The first treaty, which lasts in perpetuity, gives the US the right to act to ensure the canal remains open and secure. The second stated that the US would hand over the canal to Panama on December 31, 1999, and was terminated on that date. There was no provision for reopening.
Second US invasion of Panama?
Carter said the deals would allow Panama to move from “a passive and sometimes deeply resentful bystander to an active and interested partner whose vital interests would be served by a well-managed canal.”
That relationship was tested more than a decade later when the US invaded Panama in 1989 to take over leader and alleged drug trafficker Manuel Noriegaan operation condemned by the United Nations that cost hundreds of lives, mostly Panamanians.
Former channel manager Jorge Luis Quijano he told The Associated Press last month that there was “no clause of any kind” in the Carter-Torrijos treaties allowing the US to retake control.
Speaking to the same paper, Benjamin Gedan, director of the Latin America program at the Woodrow Wilson International Center for Scholars in Washington, agreed.
“There is very little wiggle room, short of another US invasion of Panama, to regain control of the Panama Canal in a practical sense,” Gedan said.

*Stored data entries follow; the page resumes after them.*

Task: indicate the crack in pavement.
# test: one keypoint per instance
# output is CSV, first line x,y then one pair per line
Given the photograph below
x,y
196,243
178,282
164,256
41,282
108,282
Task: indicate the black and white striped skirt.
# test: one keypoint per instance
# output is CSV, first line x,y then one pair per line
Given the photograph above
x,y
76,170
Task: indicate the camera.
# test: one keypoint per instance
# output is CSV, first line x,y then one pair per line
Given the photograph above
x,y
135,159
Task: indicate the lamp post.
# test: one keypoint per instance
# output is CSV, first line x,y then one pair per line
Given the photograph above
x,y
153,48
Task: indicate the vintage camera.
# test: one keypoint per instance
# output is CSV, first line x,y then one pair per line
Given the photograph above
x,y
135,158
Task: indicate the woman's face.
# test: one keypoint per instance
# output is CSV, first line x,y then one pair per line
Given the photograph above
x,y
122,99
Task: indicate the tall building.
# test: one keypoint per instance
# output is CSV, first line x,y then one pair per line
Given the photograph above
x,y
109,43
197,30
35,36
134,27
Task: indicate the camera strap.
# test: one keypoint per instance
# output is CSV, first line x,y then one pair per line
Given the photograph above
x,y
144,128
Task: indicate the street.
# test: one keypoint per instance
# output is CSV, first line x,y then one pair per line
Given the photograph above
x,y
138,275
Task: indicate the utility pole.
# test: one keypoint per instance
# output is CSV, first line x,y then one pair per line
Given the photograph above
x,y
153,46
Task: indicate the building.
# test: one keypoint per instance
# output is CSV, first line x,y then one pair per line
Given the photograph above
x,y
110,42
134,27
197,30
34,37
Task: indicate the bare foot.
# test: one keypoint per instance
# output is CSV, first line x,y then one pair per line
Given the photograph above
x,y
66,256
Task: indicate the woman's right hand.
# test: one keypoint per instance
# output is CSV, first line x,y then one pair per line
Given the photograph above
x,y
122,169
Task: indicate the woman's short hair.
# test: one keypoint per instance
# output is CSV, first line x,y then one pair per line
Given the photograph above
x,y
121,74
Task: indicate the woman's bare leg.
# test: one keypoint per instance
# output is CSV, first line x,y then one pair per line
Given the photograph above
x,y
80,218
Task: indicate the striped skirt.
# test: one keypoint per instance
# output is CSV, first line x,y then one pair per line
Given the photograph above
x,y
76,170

Trump has made a series of complaints about the management of the canal, accusing Panama of charging “exorbitantly high prices” to US commercial and military ships.
“If we can introduce a few facts, Mr. Trump’s claim that Panama is gobbling up Americans is baseless. Every ship, regardless of flag, pays the same rate according to tonnage and type,” Wall Street Journal editorial wrote last month.
The president-elect also accused Chinese soldiers of illegally operating the canal.
“There are no Chinese soldiers in the canal, for the love of God, the world is free to visit the canal,” Panamanian President Jose Raul Mulino said late last month in response.
The Panama Canal Authority is responsible for the entire canal even though it is a subsidiary of the Hong Kong-based holding company that has long operated the two ports at the canal’s entrance to the Caribbean and the Pacific, which Harvard’s Hogan described as “a fairly standard commercial arrangement.”
USA and Panama under a new president earlier this year entered into negotiations which was partly aimed at stemming the flow of migrants from South America or the Caribbean who reached the southern US border after crossing the dangerous Darien Gap in Panama.
Now it appears that Panamanians may have to enter into difficult conversations with the new US president on a topic they thought was settled long ago.